There exists a game by which the famed economist Paul Samuelson, with support from fellow economist Amartya Sen, contends that the self-interested economic man is revealed to be a rational fool. The game here is one in which eight participants individually enter a room with five one-dollar bills — that is, each individual holds in his or her possession five one-dollar bills. 

Let us suspend for a moment, and in doing so indulge the position of imprudent economists, any curiosity regarding the source of these five-dollar windfalls to conveniently afford the game the convenient assumption that some form of recognized labor, or sacrifice, enabled their acquisition and their utility as money.

The participants are then informed that their anonymous donations to the envelope of “public good” will be doubled then distributed evenly amongst the participants. 
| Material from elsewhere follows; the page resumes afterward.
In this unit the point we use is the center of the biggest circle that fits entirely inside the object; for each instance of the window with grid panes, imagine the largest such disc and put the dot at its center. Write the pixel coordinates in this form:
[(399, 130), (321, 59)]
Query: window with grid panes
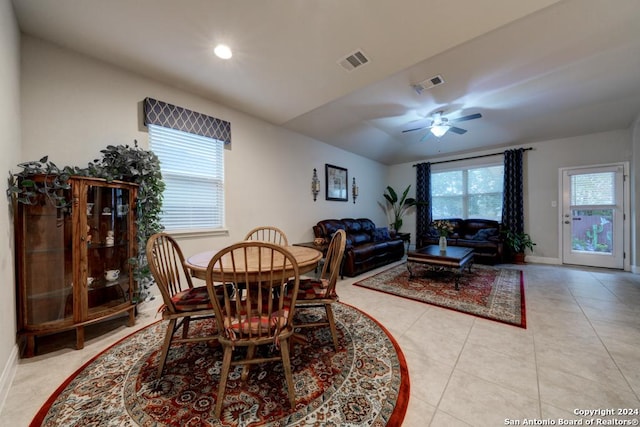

The prediction in this game, as forecasted by the aforementioned economists, is that the individual, facing an 80% loss on his individual dollar contribution if no other participant joins him, will merely forego the donation. In total, the principal prediction is that nobody will contribute. 

Despite this forecast’s accuracy with any given test group, this experiment hardly bears any semblance to the way in which the “public good” is carried out in practice, let alone the way in which the purchasing power of money is created and multiplied. 

This game grossly overstates the value of the so-called “public good” by simply assuming that the headline objective is sufficient grounds for it to be so. Is it at all possible that the alternative investment, or the deferred investment in the form of present savings, may eventually further the “public good” by market transactions not explicitly carrying the “public good” title? 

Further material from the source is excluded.